Limitations & Future Work

  • Task scope is narrow. Primarily covers math and coding due to long trajectories and automated verification; multi-turn QA, research assistants, and tool-use are not yet included.
  • Interruption forms are idealized. Experiments use single, clean, pre-set interruptions, whereas real users might provide noisy, continuous, or contradictory updates.
  • Incomplete closed-source evaluation. Many APIs do not expose internal reasoning or allow mid-trace updates, necessitating approximate proxies.
  • Diagnostic focus. The paper does not propose interruption-aware training or new decoding constraints, which remains future work for post-training rewards.
  • Scale of manual updates. Although verified, larger-scale dynamic tasks require more systematic generation and verification processes.

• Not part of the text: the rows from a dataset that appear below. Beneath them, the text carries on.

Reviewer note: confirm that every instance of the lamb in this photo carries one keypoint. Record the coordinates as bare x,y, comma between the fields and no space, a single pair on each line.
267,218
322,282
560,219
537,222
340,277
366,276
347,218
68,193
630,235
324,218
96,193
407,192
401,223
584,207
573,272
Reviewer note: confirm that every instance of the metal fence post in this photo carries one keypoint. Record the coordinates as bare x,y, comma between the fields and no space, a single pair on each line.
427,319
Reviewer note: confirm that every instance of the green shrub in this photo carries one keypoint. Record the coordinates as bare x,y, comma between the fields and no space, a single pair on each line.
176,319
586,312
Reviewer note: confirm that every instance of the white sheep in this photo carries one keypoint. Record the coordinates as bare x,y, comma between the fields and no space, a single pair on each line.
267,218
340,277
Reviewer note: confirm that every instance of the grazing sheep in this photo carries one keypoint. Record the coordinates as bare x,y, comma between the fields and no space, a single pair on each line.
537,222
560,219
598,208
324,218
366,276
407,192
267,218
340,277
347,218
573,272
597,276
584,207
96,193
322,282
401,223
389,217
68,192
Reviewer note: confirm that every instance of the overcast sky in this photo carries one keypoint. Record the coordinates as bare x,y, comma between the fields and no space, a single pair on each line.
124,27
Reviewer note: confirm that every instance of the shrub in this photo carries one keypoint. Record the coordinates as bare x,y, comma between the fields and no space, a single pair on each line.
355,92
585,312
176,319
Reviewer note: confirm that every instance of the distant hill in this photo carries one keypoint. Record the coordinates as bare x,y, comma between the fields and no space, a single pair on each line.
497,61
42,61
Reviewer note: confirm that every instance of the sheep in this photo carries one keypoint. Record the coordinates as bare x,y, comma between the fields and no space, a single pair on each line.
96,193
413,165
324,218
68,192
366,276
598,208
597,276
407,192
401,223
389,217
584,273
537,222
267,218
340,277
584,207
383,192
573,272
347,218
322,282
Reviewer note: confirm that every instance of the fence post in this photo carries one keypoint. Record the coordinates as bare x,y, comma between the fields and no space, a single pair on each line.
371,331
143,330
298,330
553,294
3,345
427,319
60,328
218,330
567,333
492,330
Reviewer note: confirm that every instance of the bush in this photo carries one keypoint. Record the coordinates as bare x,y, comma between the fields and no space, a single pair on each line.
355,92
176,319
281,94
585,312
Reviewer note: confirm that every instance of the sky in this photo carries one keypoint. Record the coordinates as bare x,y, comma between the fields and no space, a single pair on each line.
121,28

  • vs Budget Forcing / S1: While budget forcing studies fixed token budgets, Ours emphasizes unpredictable interruptions and evaluates whether reasoning leaks into the answer area.

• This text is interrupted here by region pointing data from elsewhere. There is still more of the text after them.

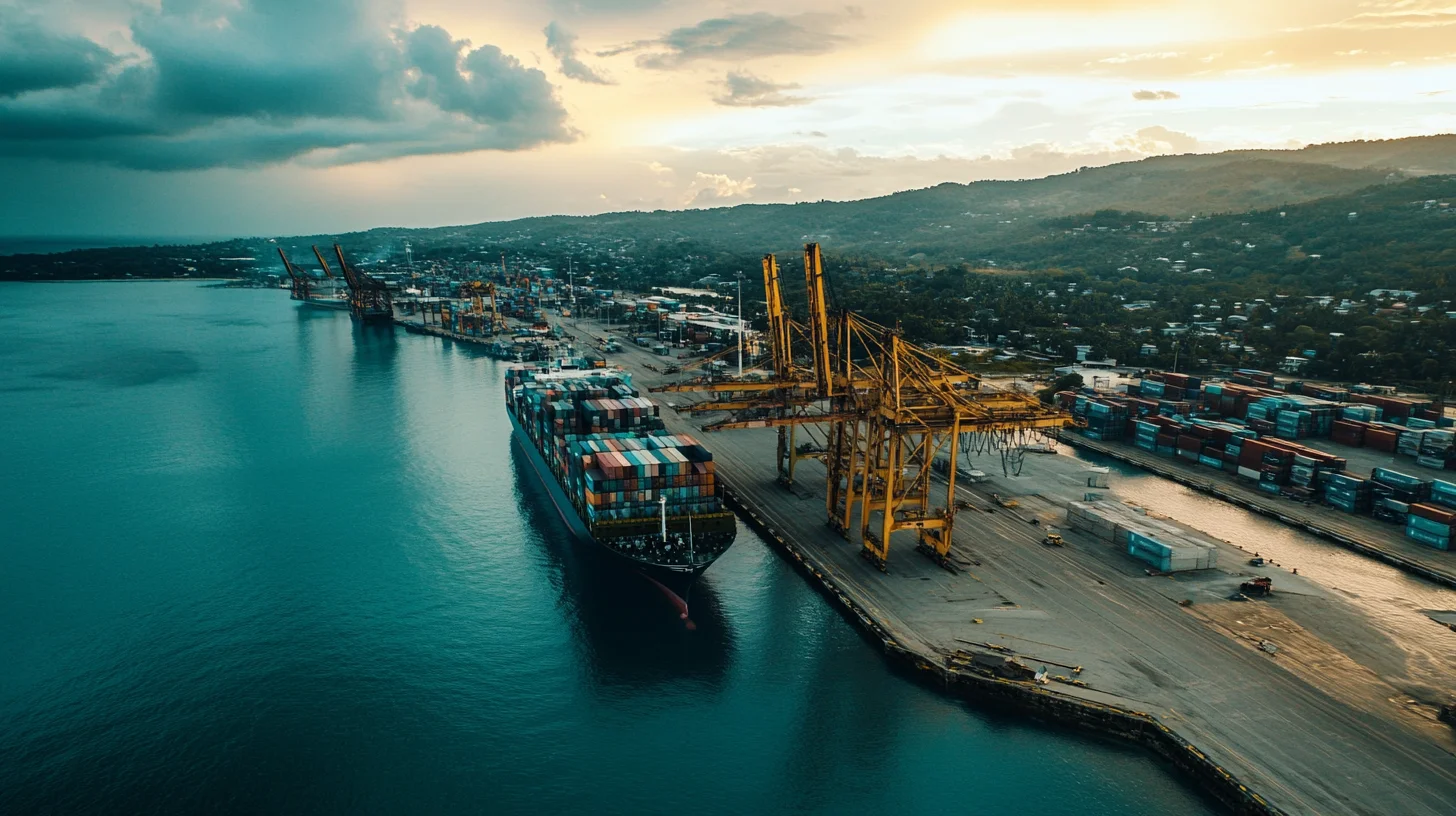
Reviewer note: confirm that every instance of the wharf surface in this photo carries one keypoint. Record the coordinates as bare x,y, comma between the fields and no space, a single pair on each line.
1366,536
1244,727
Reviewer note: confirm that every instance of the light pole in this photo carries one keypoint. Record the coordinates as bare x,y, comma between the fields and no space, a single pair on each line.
740,324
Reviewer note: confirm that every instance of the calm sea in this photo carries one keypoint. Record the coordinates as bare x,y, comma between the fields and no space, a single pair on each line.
258,560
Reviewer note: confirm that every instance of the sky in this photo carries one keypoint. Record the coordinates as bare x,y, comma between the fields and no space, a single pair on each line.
293,117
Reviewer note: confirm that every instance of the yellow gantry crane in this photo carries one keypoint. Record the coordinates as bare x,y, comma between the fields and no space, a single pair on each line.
888,411
482,297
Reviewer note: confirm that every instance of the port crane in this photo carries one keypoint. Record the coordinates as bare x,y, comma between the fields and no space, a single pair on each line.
369,297
302,286
482,295
887,408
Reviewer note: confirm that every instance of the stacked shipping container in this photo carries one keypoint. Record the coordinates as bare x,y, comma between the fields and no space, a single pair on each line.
609,449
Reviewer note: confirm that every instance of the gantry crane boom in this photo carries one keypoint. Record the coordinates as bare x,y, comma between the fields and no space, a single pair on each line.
888,410
369,297
328,273
302,284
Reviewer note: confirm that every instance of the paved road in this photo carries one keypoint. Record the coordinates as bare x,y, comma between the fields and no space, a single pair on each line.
1086,605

  • vs NoThinking: While NoThinking studies removing explicit thought, Ours truncates thoughts mid-way to see if partial trajectories support reliable answers.
  • vs Chain of Draft: Ours finds that compact reasoning does not automatically eliminate leakage, panic, or self-doubt.
  • vs Efficient Reasoning Training: Reminds researchers to optimize for "correct even when interrupted" alongside "correct with fewer tokens."

Rating

  • Novelty: ⭐⭐⭐⭐☆ Defines interruptibility as a systematic evaluation problem for long-reasoning models with a clear taxonomy.
  • Experimental Thoroughness: ⭐⭐⭐⭐☆ Covers multiple datasets, models, and ablation settings with solid reliability.
  • Writing Quality: ⭐⭐⭐⭐☆ Clear problem consciousness and intuitive naming of failure modes.
  • Value: ⭐⭐⭐⭐⭐ Highly relevant for interactive LLMs, IDE agents, and long-task reasoning systems.